I didn’t expect to come out of Possession, an infamously divisive cult classic, with such a middling feeling. Credit where it’s due, the film does its damnedest to make you feel some type of way about it. It seems designed for you to find it either grating or enthralling, and just as happy to engender the former as the latter. In that way, it’s a film made for everyone and no one, a work absent an intended recipient, a pure auteurist vision.
And it’s, you know, it’s okay.
I’ll talk first about what I unambiguously loved about it, and that’s the cinematography. Director Andrzej Żuławski and DP Bruno Nuytten construct the sort of overwhelming, fractured spaces familiar to viewers of John Carpenter or Paul W.S. Anderson. There is no symmetry in Possession, no clean lines or comforting shapes. The corners of rooms jut out towards the camera, as though the space itself is resisting the act of filming it. The actors are assaulted, too, on all sides by a world that seems to want them dead. The camera swings around these rooms and hallways, each frame prompting a new angle of attack.

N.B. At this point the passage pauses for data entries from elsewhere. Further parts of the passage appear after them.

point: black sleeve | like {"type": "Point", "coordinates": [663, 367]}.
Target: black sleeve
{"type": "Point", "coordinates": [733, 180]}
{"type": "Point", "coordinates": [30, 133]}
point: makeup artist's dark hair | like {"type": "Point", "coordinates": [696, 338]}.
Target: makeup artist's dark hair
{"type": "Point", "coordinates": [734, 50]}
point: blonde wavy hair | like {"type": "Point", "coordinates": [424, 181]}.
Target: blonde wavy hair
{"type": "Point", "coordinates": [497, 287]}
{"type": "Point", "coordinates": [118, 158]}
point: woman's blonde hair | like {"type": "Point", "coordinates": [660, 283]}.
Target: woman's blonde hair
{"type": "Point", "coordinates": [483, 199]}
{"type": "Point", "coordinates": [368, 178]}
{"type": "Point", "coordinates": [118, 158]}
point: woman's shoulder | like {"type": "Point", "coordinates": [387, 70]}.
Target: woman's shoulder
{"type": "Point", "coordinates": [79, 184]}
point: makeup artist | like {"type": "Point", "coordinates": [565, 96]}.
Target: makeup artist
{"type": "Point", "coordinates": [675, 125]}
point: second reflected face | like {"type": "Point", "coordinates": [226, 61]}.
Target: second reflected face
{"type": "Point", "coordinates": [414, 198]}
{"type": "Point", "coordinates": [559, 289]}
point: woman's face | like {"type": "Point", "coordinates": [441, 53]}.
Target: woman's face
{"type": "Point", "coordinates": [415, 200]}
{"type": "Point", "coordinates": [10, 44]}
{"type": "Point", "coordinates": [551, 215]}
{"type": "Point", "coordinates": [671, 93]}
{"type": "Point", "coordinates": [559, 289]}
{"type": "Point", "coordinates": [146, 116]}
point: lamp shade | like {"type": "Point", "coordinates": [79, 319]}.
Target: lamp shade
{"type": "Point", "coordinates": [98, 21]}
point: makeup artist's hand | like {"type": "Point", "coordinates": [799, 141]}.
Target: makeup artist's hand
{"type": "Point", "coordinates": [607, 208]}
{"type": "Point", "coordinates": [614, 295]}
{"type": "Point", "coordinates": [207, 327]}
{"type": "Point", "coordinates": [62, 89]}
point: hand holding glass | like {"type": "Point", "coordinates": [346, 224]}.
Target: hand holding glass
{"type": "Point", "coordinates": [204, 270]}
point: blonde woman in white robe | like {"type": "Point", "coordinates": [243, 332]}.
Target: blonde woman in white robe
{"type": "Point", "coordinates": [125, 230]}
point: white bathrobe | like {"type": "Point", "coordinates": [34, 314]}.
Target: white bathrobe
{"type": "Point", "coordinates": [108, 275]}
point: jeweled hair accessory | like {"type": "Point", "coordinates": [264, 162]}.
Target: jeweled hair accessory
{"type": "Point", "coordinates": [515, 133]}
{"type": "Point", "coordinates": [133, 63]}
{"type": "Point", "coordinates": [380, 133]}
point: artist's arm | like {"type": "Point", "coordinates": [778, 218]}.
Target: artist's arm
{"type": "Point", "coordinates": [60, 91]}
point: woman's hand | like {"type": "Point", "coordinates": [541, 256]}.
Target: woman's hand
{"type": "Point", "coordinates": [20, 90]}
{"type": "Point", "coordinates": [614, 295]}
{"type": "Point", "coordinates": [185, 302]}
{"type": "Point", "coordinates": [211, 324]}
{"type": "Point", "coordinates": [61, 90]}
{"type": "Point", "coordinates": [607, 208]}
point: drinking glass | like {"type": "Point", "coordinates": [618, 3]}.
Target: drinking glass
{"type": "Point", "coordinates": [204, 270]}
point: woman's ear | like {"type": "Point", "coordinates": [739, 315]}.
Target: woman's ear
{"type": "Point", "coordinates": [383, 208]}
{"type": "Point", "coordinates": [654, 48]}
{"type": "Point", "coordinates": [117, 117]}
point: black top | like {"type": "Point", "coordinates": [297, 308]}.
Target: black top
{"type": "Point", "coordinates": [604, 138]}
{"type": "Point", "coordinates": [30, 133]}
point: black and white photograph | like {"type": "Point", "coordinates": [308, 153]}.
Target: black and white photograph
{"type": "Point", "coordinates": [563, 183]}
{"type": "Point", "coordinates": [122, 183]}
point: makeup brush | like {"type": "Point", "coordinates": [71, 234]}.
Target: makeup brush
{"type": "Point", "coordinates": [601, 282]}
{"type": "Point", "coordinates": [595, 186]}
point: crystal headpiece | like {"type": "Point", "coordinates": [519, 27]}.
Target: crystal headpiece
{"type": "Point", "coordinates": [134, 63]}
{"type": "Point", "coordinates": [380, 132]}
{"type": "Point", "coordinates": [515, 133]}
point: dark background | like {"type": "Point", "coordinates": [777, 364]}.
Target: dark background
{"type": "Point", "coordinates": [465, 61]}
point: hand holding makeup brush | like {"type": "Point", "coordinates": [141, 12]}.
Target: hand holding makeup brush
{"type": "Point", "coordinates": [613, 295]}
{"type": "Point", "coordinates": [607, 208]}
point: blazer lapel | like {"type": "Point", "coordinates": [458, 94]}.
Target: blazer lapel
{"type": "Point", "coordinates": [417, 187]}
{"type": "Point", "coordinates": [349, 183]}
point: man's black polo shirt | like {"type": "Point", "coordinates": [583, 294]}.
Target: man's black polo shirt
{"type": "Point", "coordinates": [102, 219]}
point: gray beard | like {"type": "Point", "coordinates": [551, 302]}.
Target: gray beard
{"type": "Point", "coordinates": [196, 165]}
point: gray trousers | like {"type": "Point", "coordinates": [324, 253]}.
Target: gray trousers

It gives the impression of a film that doesn’t want to be made. This contributes nicely to the horror of it all in a creepypasta sort of way. It’s the sort of film you expect to find abandoned in some dead person’s attic, or thrown from a car window on the side of the highway. You watch it and get the unsettled feeling that it’s somehow watching you back. You feel as though you shouldn’t be here, that this film shouldn’t exist, and yet you’re compelled to keep watching.

The problem is that it too often tips its hand and goes for more straightforward chills. I have nothing against the sort of bloody violence we see in the film’s latter half, and the creature is really well-done, properly creepy. But I wish it could live more in its ambiguous frights than its big brash shocks.
At the very least, I wish it would choose one or the other and run with it. I was exhausted trying to get a handle on the film’s ambitions. It wasn’t until the end that I realized it never had any. There’s no real perspective to speak of in Possession. You can read it simultaneously as MRA propaganda and an ode to feminist creativity. This isn’t a result of the film trying to have it both ways or find some middle ground, but rather the complete absence of any point of view at all. Its primary aim, if it has any, is to terrify and disturb. Is there anything wrong with that? Not really. It’s just not for me.
The only real problem I had with Possession was its performances. I can see why someone would be bewitched by the work of the three leads. Their physicality is so gonzo, their dialogue so heightened. It’s unlike much else in the realm of acting. I found myself frustrated, personally, by how directed they felt. Obviously every film performance is the sum of collaboration between an actor and their director. In this case, though, I felt the hand of the latter much more than the former. Their bizarre hand movements and flailing limbs felt less motivated and more choreographed. In other words, I never felt they were possessed by anyone but the director. I could be completely off-base here (I wasn’t on set, of course). That’s just what I came away with.
Part of me wishes I either liked or hated this film more. It would certainly make writing about it less of a challenge. The other part of me is comfortable riding the middle, though. I’m happy for the many people I know who are awed or bored by Possession, and I can see why they would be. My feelings on it just aren’t that strong.